Nesta perspectiva, podemos dizer que o inconsciente real é aquele que não se deixa interpretar, é, antes, uma interrupção da cifração e da decifração, ruptura de conexão, S1 // S2, que Lacan expressou com o matema S(Ⱥ), com o qual quer

equipe de tradução para o português dos Cursos de Jacques-Alain Miller, da Escola Brasileira de Psicanálise.

dizer que não há Outro. Esse inconsciente, “delineado em filigrana”, foi vislumbrado por Miller no texto de Lacan Prefácio à edição inglesa do Seminário 11, conforme já o dissemos, do qual destacamos a seguinte passagem:

Quando o esp de um laps – ou seja, visto que só escrevo em francês, o espaço de um lapso – já não tem nenhum impacto de sentido (ou interpretação), só assim temos certeza de estar no inconsciente. O que se sabe consigo.

Mas basta prestar atenção para que se saia disso. Não há amizade que esse inconsciente suporte.

Restaria o fato de eu dizer uma verdade. Não é o caso: eu erro. Não há verdade que, ao passar pela atenção, não minta.

O que não impede que se corra atrás dela. [...]

Notemos que a psicanálise, desde que ex-siste mudou. Inventada por um solitário, teorizador incontestável do inconsciente (que só é o que se crê – digo: o inconsciente, seja, o real – caso se acredite em mim), ela é agora praticada aos pares. Sejamos exatos, o solitário deu o exemplo. Não sem abuso quanto a seus discípulos (pois discípulos eles só eram pelo fato de ele não ter sabido o que fazia).

O que traduz a idéia que Freud fazia dela: peste, mas anódina ali aonde ele supunha levá-la; o público se vira.

Agora, ou seja, no crepúsculo, introduzo minha pitada de sal: feita de histoeria, o que equivale a dizer de histeria [...]. (LACAN, 2003 [1976], p. 567) (Grifos nossos).

Nesta citação, Lacan revela algo até então não formulado nesses termos: só há a certeza de se estar no inconsciente quando o espaço de um lapso não tem impacto de sentido ou de interpretação. Isso nos parece muito tênue, pois, como diz Lacan, “basta prestar atenção para que se saia disso”. Esse inconsciente, ainda dirá Lacan, é “o que se sabe consigo”. Tudo isso parece ser bem diferente do que dissemos anteriormente no tocante ao inconsciente herdado de Freud, esse que Miller vem nomear de inconsciente transferencial, visando a demarcar, com isso, que o inconsciente opera a conexão transferencial ligada ao par S1 – S2.

Miller observa que Lacan “aloja o inconsciente no Outro e, ao contrário, para fazer simetria, ele aloja o sinthoma no Um”. Com isso, Miller faz referência à oposição que há entre sinthoma e inconsciente, assinalando que é só “num segundo tempo pelo menos em um tempo lógico, que o inconsciente vem se atar a esse sinthoma pertencente ao Um” (MILLER, 2009 137). Com o seu L’une-bèvue, termo que faz assonância com Unbewusst de Freud, e que está expresso no título do Seminário 24, Lacan se desloca do Outro como “tesouro dos significantes” para o registro do Um, reduto de lalíngua. Assim, a orientação dada no derradeiro ensino de Lacan repousa na introdução do Um em sua anterioridade ao Outro.
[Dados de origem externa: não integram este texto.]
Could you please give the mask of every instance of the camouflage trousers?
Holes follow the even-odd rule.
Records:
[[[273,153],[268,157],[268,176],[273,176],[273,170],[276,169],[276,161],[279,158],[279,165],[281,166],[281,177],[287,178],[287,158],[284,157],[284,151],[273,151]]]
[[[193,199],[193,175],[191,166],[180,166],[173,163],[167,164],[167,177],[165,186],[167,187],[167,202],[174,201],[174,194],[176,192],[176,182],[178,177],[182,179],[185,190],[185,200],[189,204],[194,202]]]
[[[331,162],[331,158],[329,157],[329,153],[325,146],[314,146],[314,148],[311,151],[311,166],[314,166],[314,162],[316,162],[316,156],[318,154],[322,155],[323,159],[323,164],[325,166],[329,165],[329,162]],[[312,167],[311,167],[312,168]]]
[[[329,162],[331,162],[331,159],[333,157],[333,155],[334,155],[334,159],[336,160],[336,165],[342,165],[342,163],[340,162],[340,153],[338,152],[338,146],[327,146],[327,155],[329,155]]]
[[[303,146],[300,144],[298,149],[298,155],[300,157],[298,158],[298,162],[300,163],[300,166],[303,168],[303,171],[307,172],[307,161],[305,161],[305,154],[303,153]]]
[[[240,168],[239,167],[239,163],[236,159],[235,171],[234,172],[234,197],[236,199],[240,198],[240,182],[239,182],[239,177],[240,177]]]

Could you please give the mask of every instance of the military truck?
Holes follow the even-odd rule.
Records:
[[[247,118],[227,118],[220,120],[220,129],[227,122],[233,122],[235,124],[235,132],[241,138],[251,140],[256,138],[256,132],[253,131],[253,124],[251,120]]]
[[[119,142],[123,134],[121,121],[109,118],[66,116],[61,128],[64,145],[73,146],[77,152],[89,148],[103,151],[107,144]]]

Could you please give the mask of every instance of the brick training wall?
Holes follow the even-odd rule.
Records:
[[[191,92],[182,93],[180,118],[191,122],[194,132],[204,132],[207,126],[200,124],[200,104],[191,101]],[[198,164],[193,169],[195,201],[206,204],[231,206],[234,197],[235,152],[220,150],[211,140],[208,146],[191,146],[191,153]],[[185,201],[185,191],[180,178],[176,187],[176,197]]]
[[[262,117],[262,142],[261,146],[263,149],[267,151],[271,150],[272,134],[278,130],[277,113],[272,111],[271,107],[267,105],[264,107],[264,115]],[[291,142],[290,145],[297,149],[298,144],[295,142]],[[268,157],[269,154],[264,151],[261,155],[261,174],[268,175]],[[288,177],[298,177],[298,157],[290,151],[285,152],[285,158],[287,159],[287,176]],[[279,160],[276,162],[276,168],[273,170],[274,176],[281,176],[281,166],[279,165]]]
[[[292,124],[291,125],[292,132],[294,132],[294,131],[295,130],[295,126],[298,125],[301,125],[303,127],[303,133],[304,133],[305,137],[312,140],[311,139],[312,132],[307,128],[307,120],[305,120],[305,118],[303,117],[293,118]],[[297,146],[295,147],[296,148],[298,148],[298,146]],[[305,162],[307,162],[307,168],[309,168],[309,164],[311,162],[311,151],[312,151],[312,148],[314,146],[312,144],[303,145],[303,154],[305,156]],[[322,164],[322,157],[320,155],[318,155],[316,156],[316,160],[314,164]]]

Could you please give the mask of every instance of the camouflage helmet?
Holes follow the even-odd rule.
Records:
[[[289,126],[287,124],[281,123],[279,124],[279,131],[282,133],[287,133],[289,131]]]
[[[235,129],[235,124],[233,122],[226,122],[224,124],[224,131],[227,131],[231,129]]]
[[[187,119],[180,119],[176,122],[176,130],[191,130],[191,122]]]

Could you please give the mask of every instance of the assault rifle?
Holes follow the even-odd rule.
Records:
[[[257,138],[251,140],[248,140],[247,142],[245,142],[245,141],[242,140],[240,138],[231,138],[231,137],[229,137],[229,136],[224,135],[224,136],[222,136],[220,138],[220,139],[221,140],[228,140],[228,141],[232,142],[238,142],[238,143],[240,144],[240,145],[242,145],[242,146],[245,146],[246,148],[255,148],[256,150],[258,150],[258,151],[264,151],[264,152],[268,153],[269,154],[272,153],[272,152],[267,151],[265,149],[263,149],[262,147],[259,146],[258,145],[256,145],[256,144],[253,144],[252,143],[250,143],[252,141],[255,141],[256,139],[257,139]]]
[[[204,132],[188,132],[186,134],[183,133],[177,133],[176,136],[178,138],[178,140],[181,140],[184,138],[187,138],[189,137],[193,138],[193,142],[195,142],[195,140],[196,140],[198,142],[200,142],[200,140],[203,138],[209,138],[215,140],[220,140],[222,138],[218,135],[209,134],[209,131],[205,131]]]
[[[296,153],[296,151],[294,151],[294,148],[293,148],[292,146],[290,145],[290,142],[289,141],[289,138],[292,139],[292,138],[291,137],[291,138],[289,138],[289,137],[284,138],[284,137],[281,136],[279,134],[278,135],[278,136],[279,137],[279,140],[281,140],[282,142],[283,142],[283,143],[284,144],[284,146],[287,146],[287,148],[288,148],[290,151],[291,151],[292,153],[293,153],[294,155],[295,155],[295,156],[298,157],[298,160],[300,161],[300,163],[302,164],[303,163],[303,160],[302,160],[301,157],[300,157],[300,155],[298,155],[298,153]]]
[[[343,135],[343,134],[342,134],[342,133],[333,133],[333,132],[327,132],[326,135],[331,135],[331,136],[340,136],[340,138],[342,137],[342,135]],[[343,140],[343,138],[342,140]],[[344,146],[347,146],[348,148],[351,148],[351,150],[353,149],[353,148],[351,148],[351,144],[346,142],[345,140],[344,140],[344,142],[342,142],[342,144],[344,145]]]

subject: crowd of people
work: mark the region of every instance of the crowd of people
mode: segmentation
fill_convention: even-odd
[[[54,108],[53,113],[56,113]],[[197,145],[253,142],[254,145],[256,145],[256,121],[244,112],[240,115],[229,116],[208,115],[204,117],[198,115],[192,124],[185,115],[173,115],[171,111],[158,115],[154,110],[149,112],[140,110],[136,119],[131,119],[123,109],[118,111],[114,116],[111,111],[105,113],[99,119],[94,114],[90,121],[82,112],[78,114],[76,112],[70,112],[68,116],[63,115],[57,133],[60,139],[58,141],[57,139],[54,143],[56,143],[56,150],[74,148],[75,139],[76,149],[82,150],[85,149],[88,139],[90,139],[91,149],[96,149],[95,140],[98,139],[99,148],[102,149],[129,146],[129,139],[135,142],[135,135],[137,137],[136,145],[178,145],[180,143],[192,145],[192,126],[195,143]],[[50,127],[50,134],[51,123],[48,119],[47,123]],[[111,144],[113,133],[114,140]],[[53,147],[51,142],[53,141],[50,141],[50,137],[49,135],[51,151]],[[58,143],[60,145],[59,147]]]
Pelo exposto, podemos dizer que o derradeiro ensino de Lacan faz vacilar os semblantes da psicanálise, como aqueles de 1953, cujos meios são os da fala, em um campo, o da linguagem, concebido como aquilo que estrutura o inconsciente. Tudo que era louvado, enaltecido, bascula para o registro da verdade mentirosa, como vem frisar Miller (2009, p.123). Tratamos, agora, da construção de um saber que guarda proximidade com a estrutura da verdade enquanto ficção, tendo nesse sentido, o estatuto de elucubração. Se, como visto na abordagem da noção de lalíngua, “a linguagem é uma elucubração de saber sobre lalíngua”, nesse último momento, Lacan estende a questão e diz que o saber é uma elucubração. O saber é uma elucubração posta à prova para resolver a opacidade do gozo, que como visto anteriormente, é o que está fora do sentido. Essa questão será melhor apreciada no terceiro capítulo, o qual é dedicado a alguns fragmentos de testemunho de passe.